Twelve-year course and outcome predictors of anorexia nervosa. Fichter M.M., Quadflieg N., Hedlund S. Int J Eat Disord 2006; 39 : 87-100

 

L’évolution de l’anorexie mentale à long terme varie selon les études, faisant état d’une chronicité plus ou moins sévère, avec une mortalité élevée. C’est donc une pathologie grave. Une équipe de médecins allemands a suivi un échantillon de 103 patientes pendant 12 ans afin de mieux en cerner le pronostic.

 

Ces patientes avaient été hospitalisées environ 4 mois (118,6 ± 49 j) dans une clinique. Leur moyenne d’âge au moment de l’hospitalisation était de 24,9 ± 6,7 ans, l’âge moyen au début de l’anorexie étant de 18,5 ± 6,4 ans. Le suivi à 2 ans, 6 ans et 12 ans a permis de mesurer différents items et d’évaluer l’état clinique, psychique et social des patientes. L’indice de masse corporelle (IMC en kg/(m)²) au moment de l’admission était de 14,3 ± 1,6 et de 15,5 ± 1,6 à la sortie de la clinique. À 2 ans, il montait à 17,2 ± 3,4 puis 18,1 ± 2,8 à 6 ans, et 18,5 ± 2,9 au bout de 12 ans. En moyenne 37 % avaient un IMC < 18 et 63 % > 18.

 

Le score mesuré évaluait tant les critères physiques, psychologiques que sociaux.
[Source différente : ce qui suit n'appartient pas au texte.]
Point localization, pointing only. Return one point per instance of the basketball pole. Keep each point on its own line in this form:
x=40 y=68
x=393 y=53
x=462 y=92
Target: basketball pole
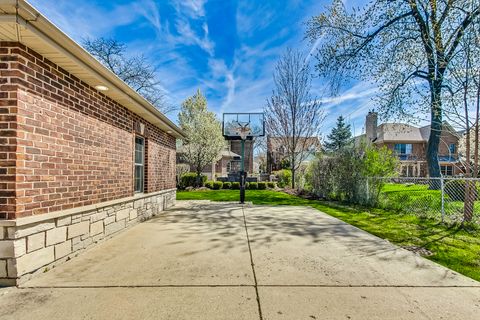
x=242 y=174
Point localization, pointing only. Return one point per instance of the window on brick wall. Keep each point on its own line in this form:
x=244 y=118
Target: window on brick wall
x=139 y=164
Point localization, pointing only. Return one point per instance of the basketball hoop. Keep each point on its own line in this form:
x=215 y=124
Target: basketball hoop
x=243 y=130
x=243 y=126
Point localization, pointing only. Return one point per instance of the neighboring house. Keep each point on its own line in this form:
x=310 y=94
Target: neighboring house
x=410 y=145
x=277 y=151
x=82 y=155
x=230 y=160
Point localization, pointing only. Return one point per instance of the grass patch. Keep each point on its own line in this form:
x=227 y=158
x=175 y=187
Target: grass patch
x=452 y=246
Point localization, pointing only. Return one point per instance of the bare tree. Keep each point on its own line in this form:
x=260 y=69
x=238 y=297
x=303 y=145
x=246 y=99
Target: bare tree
x=291 y=114
x=462 y=83
x=136 y=71
x=204 y=139
x=406 y=46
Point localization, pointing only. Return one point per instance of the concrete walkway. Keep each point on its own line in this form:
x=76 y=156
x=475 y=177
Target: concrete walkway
x=203 y=260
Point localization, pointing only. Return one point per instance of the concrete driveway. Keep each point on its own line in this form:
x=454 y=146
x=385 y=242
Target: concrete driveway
x=203 y=260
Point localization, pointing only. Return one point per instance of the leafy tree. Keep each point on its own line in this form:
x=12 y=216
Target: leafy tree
x=136 y=71
x=204 y=140
x=292 y=114
x=406 y=46
x=340 y=137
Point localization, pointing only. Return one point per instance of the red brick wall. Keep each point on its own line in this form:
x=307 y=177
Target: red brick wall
x=8 y=133
x=74 y=144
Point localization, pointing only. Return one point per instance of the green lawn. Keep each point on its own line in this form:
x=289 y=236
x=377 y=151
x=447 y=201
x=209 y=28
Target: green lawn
x=452 y=246
x=418 y=199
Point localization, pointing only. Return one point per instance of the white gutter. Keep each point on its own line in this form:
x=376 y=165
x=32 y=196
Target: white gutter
x=48 y=32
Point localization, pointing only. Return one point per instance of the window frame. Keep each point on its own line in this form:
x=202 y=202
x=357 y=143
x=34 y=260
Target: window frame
x=141 y=165
x=452 y=146
x=403 y=150
x=446 y=170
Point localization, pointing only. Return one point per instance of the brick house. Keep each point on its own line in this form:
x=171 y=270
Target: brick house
x=277 y=152
x=82 y=155
x=410 y=145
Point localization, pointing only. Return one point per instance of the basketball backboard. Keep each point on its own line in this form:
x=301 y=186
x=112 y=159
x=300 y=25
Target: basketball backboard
x=243 y=126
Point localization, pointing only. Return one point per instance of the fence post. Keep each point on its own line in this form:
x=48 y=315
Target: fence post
x=442 y=186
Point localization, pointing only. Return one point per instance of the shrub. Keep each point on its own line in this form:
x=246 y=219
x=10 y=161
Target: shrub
x=284 y=177
x=252 y=185
x=181 y=169
x=209 y=184
x=190 y=180
x=217 y=185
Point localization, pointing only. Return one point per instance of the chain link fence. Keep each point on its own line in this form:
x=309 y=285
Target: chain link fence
x=450 y=200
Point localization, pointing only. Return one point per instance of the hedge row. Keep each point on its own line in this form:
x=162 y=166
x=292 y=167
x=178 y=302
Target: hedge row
x=216 y=185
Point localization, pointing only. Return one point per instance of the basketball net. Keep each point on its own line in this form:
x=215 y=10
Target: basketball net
x=243 y=130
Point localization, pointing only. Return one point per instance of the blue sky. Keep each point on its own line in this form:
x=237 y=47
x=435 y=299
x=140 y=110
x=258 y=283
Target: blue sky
x=226 y=48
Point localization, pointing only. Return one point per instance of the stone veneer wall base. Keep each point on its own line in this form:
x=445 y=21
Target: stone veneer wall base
x=32 y=245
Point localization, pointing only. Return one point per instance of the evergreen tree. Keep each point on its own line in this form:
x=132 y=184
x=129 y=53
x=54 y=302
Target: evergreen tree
x=340 y=137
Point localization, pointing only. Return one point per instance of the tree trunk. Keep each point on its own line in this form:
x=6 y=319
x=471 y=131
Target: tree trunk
x=475 y=161
x=435 y=133
x=293 y=178
x=470 y=191
x=199 y=177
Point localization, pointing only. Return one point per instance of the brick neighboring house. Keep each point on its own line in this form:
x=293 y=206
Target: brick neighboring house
x=230 y=161
x=82 y=155
x=276 y=150
x=410 y=144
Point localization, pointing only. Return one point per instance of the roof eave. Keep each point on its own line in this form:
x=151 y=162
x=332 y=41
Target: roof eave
x=30 y=18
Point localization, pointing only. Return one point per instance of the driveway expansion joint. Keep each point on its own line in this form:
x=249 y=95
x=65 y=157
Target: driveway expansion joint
x=253 y=265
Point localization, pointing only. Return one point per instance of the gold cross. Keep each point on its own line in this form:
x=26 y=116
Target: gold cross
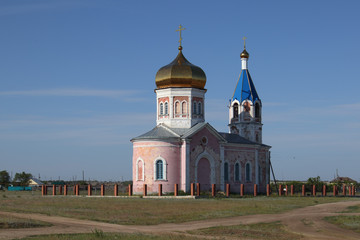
x=181 y=28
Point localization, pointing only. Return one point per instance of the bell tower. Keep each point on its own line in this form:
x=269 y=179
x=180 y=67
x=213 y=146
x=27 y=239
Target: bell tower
x=245 y=105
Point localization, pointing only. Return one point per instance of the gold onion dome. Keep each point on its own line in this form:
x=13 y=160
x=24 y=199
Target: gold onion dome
x=244 y=54
x=180 y=73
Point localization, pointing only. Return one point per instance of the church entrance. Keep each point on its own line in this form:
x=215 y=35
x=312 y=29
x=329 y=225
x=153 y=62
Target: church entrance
x=203 y=174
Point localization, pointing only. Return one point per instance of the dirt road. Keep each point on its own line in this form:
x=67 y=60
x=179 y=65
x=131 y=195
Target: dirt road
x=306 y=221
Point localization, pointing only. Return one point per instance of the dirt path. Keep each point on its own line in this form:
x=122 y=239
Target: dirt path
x=306 y=221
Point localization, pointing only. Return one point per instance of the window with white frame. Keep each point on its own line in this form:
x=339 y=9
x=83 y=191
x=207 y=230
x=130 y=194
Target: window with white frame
x=161 y=109
x=166 y=108
x=226 y=171
x=259 y=174
x=237 y=172
x=177 y=107
x=160 y=169
x=140 y=170
x=199 y=108
x=248 y=172
x=184 y=107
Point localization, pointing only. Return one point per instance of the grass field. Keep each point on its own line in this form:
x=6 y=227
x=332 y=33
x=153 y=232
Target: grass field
x=111 y=236
x=347 y=222
x=260 y=231
x=12 y=222
x=152 y=211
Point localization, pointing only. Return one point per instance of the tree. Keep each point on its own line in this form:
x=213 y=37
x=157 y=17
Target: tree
x=4 y=178
x=22 y=178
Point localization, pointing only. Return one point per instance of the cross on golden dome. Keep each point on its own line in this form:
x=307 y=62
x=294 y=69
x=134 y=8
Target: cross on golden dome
x=181 y=28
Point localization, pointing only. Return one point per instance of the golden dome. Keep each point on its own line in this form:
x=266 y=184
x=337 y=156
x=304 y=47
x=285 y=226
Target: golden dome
x=180 y=73
x=244 y=54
Au bout de 12 ans, seulement un quart des patientes (27,5 %) avaient une vie normale. 25,3 % un score intermédiaire, 39,5 % un mauvais score et 7,7 % étaient décédées ! 12 ans après, 19 % étaient toujours anorexiques et 9,5 % boulimiques avec vomissements ; 19 % avaient des troubles non spécifiques. Au total, plus de la moitié avaient toujours des troubles du comportement alimentaire. La sévérité de la pathologie et la durée étaient des facteurs aggravants.

 

Le pronostic à long terme des troubles du comportement alimentaire reste donc très défavorable. Il importe de dépister et de traiter ces troubles le plus tôt possible afin d’en éviter la chronicisation et l’évolution morbide.